So here’s a popular belief: We should not work with spirits that are not a part of our own culture. Okay… I can understand that to an extent. Some cultures are very sacred, and we Americans are trademarked as being brash and… kind of unappreciative of what we have. But listen. Here’s the unpopular side.

We aren’t forbidden from working with spirits of other cultures. Am I forbidden for working with the Aztec goddess Xochiquetzal because I’m a Caucasian American? No, I’m not. After a year of enlightening work and meditation with her, I never felt like she was angry that I worked with her. In fact I felt that she was calling as my matron for some time before I even knew who she was. I work with many different culture spirits, and here’re my thoughts:

Cultural appropriation is really, really silly when it comes to the spirit world. Yes, it’s important for you to understand other cultures depending on what spirits you’re working with because you don’t want to offend them by giving them the wrong kind of offering or performing the wrong kind of ritual, but if you have the spirit’s permission to work with them, what’s the big deal? Besides, many of us have had past lives from different cultures, and we like to connect to our past life soulmates and previous friends. Cutting off ties with certain spirits because of their culture is not cultural appropriation IMO. It’s racism. It’s being SO careful about who you offend that you’re actually offending the spirit you’re trying NOT to. I hope that makes sense. You’re being overly careful here. If you call on a spirit and they say, “I don’t want to work with you because you’re a _____,” then thank them for their time and say goodbye. And DON’T WORK WITH THEM.

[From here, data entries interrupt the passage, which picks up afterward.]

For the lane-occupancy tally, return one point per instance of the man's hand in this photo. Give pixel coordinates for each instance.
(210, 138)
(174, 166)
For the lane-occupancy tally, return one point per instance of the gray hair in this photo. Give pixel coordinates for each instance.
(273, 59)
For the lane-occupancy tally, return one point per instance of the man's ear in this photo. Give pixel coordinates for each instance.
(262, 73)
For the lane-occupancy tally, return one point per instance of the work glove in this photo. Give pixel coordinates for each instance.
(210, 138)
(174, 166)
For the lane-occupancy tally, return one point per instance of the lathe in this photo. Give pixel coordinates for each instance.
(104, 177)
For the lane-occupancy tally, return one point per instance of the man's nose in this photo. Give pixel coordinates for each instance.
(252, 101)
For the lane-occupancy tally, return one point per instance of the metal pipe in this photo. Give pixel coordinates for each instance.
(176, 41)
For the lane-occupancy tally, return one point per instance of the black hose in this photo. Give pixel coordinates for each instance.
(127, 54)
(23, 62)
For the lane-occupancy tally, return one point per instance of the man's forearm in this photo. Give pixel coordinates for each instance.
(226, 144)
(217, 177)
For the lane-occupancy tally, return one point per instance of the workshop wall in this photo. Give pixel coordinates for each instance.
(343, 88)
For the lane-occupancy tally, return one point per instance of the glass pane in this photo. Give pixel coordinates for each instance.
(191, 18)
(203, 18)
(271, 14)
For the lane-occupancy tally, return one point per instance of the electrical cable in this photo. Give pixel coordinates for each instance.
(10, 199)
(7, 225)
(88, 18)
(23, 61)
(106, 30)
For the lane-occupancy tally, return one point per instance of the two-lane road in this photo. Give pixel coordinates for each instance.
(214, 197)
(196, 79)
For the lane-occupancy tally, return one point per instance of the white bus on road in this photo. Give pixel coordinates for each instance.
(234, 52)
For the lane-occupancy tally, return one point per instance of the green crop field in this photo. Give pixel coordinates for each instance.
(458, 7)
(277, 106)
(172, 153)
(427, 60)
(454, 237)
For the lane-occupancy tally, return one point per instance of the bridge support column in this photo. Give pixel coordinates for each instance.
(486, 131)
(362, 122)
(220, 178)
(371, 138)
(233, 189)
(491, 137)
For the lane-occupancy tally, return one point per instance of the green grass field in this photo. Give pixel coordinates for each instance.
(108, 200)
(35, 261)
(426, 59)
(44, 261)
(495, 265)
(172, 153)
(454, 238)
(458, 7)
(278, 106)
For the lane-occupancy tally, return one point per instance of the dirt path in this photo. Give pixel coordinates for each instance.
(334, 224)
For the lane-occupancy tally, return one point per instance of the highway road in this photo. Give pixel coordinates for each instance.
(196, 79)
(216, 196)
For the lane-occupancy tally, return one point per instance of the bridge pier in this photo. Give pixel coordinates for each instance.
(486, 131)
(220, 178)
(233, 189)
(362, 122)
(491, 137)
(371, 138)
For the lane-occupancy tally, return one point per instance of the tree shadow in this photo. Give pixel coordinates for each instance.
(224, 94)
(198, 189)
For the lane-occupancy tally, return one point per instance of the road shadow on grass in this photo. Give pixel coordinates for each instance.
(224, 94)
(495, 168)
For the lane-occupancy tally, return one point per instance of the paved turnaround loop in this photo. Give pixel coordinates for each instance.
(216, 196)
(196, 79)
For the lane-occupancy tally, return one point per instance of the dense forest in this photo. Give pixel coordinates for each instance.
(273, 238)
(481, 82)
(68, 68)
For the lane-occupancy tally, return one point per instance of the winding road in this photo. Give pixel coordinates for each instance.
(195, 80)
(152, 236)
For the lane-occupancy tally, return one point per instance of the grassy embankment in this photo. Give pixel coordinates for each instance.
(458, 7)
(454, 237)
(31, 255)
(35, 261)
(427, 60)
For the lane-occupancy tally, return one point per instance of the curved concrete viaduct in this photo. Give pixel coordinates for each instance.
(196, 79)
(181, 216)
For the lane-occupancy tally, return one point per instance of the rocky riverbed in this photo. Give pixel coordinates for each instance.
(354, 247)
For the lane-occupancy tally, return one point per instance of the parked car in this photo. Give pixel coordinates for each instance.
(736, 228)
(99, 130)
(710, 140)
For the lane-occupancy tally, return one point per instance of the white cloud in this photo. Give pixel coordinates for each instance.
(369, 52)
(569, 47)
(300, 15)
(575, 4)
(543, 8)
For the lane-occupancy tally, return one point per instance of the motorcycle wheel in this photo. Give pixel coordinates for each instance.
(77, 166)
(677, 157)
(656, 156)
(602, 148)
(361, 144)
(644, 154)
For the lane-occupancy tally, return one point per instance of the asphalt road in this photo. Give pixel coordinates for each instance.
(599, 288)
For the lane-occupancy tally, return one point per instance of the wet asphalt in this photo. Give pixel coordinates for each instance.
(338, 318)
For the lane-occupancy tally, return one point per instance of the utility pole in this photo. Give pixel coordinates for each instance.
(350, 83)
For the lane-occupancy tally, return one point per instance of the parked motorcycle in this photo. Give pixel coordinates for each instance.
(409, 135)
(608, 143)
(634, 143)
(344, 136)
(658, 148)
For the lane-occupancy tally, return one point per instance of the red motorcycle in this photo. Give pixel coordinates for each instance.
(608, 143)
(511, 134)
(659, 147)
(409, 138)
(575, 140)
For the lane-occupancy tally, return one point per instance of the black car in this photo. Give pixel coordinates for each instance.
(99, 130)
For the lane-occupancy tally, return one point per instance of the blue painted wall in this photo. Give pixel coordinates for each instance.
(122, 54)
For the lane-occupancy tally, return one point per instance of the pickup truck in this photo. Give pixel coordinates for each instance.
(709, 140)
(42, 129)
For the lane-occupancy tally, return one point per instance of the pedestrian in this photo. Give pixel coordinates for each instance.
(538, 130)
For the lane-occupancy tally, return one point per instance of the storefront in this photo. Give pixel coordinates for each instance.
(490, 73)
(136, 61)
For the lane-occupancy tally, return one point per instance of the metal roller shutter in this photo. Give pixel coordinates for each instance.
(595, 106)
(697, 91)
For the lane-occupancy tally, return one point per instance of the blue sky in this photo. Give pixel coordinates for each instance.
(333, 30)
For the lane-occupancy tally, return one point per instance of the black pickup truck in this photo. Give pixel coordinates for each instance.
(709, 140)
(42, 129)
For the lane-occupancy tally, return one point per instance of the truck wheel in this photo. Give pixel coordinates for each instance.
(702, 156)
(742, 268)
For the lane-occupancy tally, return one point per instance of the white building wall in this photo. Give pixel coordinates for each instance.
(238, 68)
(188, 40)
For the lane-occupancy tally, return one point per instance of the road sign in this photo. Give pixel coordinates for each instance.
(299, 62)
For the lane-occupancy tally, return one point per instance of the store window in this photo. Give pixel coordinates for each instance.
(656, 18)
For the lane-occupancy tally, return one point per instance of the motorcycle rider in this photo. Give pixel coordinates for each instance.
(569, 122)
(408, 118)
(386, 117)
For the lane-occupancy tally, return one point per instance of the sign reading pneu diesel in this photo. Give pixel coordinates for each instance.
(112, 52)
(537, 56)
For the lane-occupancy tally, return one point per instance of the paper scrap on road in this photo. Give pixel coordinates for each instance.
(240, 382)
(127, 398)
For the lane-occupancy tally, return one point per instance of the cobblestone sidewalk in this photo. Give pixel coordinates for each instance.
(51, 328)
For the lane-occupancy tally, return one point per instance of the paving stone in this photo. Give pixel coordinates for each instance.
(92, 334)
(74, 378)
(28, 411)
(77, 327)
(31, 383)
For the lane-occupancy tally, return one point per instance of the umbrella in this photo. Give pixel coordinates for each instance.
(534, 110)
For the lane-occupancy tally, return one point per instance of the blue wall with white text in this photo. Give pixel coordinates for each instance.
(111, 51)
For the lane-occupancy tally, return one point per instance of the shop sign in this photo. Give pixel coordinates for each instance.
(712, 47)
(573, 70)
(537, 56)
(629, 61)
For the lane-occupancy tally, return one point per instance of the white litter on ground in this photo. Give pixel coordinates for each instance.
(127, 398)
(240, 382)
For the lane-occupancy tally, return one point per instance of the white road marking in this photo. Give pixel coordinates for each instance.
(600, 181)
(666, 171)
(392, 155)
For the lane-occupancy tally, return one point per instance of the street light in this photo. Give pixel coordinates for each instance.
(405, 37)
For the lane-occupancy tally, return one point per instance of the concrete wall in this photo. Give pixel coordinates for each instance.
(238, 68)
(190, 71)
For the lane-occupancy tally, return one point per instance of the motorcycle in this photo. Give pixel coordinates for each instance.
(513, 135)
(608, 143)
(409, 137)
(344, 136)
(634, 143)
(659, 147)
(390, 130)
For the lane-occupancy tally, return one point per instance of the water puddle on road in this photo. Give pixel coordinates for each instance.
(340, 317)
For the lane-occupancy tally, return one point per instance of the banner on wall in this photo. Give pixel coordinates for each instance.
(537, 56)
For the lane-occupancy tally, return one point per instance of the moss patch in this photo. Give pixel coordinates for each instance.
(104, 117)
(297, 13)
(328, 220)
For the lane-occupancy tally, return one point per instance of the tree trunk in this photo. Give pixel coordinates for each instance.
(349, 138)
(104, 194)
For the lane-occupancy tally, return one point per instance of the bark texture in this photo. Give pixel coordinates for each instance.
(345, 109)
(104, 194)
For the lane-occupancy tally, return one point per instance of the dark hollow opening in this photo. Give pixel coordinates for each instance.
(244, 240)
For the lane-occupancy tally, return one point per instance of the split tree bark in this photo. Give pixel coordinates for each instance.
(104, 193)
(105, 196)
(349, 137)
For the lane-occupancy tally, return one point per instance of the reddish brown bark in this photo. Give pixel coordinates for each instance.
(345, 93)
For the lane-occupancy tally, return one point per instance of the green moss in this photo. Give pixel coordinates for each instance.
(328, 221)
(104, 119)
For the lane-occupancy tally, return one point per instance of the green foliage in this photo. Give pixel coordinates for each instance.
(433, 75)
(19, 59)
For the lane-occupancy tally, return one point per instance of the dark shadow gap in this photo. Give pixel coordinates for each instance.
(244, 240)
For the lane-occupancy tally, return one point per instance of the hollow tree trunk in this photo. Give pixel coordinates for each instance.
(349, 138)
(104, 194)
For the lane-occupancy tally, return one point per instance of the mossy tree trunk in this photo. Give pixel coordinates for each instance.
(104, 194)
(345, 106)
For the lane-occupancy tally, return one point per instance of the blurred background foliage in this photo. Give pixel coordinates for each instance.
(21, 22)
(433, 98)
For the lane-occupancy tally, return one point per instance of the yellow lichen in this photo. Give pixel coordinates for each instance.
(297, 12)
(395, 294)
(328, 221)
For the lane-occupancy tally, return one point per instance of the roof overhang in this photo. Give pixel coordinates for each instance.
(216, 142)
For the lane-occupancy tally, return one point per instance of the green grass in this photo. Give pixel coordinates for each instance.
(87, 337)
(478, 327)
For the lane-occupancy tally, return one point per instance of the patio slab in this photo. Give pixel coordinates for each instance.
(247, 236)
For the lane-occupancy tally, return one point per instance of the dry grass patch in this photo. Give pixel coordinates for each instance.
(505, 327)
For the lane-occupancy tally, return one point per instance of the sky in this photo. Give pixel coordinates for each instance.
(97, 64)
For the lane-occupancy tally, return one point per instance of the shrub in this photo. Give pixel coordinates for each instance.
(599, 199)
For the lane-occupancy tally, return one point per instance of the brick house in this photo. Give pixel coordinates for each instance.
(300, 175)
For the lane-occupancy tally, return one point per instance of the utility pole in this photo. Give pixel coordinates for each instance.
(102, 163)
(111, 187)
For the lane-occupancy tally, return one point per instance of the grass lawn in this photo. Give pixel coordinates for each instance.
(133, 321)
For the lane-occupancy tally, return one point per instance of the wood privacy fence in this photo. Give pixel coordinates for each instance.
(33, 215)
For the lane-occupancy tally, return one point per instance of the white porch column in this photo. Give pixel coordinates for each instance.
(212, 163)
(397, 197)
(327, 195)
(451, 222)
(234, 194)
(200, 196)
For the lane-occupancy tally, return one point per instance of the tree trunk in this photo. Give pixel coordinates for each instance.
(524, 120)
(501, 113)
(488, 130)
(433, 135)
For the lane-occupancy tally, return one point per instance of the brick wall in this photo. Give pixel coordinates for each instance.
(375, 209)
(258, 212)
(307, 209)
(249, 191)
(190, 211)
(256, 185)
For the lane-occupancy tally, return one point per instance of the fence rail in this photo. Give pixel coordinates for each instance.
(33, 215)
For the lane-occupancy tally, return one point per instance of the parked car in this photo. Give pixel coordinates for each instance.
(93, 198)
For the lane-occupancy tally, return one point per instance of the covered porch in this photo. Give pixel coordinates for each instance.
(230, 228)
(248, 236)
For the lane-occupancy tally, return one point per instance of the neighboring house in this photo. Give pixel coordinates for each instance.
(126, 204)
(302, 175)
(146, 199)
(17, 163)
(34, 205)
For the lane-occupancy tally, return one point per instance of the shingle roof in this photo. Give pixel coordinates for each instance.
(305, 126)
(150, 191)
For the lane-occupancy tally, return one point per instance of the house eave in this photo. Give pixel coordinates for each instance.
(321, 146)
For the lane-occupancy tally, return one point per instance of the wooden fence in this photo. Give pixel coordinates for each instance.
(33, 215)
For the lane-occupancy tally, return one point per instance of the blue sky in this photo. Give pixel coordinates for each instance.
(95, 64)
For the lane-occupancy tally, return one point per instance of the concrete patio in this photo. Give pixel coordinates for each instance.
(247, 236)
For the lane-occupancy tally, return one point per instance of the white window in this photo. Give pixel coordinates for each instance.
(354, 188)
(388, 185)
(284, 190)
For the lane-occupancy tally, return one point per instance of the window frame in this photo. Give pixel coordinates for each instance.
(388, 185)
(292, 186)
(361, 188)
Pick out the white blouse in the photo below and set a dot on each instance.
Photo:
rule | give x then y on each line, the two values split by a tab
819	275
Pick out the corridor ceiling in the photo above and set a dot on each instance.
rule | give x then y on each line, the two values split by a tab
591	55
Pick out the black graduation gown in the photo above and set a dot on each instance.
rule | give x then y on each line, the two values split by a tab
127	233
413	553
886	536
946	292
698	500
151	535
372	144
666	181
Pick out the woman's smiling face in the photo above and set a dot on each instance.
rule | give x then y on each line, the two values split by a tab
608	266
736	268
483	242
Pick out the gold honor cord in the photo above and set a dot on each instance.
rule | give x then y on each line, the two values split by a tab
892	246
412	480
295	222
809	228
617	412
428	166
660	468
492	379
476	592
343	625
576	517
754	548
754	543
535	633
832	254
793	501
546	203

But if the spirit in question is completely fine with working with you, I think you would be doing DAMAGE to your relationship with them and offending them more if you said, “I can’t work with you because I’m a ______ and not a _______ of your culture.”

I’ve had Arab Djinn approach me in the past. Japanese Tanuki and Kitsune, Catholic Saints, Germanic Alps, Romanian Vampires, and Greek god messengers. I accept them all as friends or mentors, and I appreciate and respect their cultures. Unlike the popular opinion on Americans, I don’t take, take, take. I accept the spirit, appreciate their culture, and respect them.

…I’m gonna get so much hate for this. I just know it.